How can she possibly know me? No one knows me, or if they do they don’t understand me. I’ll have to remind myself to grimace and look away next time I see a buck-toothed-forever-21-shopping-wanna-be, for both of our sakes. She’d be much better off not fantasizing about our warm summer nights and cool fall days together, or the big brown teddy bear I would get her for our sixth monthaversary. A girl can dream, just not about me. And I would be much better off not wasting my time figuring out how to not break her heart when I tell her about my “insanely jealous supermodel girlfriend from Iceland.”
“We can still be friends,” I’ll say, hoping she’ll hate me enough to just leave me alone. Ah well, here she comes, sauntering up trying to make that fifteen dollar sale miniskirt look like a million bucks.
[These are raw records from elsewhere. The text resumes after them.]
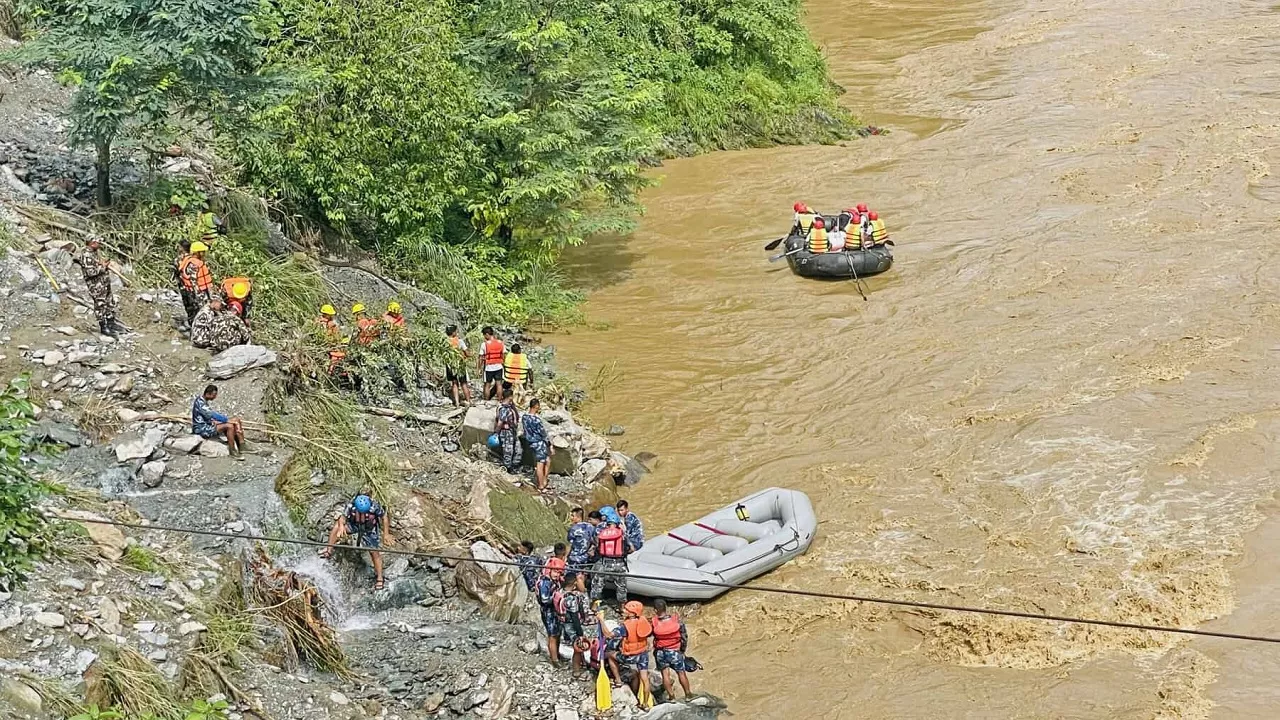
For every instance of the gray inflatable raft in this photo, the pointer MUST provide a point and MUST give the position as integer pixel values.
(721, 548)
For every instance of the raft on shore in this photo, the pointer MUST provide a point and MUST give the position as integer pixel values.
(842, 264)
(731, 545)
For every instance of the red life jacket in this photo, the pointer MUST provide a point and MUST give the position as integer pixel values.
(666, 633)
(611, 541)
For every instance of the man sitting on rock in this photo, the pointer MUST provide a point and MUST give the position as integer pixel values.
(216, 328)
(208, 423)
(365, 519)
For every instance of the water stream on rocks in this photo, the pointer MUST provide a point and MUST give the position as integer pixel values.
(1061, 399)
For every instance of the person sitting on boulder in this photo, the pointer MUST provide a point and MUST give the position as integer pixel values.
(209, 423)
(369, 523)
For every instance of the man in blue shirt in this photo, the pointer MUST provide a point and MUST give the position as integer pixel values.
(581, 542)
(631, 525)
(208, 423)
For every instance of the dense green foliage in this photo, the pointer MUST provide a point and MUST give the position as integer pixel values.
(140, 65)
(23, 533)
(479, 139)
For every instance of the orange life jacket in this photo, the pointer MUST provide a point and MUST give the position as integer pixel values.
(204, 278)
(636, 641)
(611, 541)
(493, 350)
(666, 633)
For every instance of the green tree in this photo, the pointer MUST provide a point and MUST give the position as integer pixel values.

I don’t think any outfit can look like a million bucks in a busy high school hallway, but she’s actually trying. And that hairdo, who even does that braid thing anymore? None of my girl friends would be caught dead in the bottom of a pond with that hairdo. But she’s smiling still. How can she be smiling like that when she just looks so desperate? Well, at least her smile’s nice, even her large teeth fit nicely between those full lips. Her eyes wrinkle a little bit, like someone just told the most hilarious joke, the thought of which lingers in her mind producing a genuine full body smile—even to that flowing miniskirt expertly accentuating her shapely legs. Okay so her ears aren’t that big now that I actually look at them. Their elongated frames fold nicely against that braid which holds closely to her perfect hairline. Did I say perfect? Just stating the facts. But that small downward point in the middle of her hairline forces my eyes, against my will, to meet hers. Well, this is awkward. Here it goes…
“Listen—“
I suddenly stop as she raises one finger to point to my heart. What is this? I look down at the delicate pointer figure poised toward my heart and notice a huge conglomeration of drool on my brand new Polo shirt, centimeters from her perfectly polished nail. I quickly wipe it away with my bulky, uncoordinated hand and look up just in time to see her settling back in with her friends, enjoying a good laugh, to feel my face burn like the red of her lips whose shape is forever branded in my memory. She knows.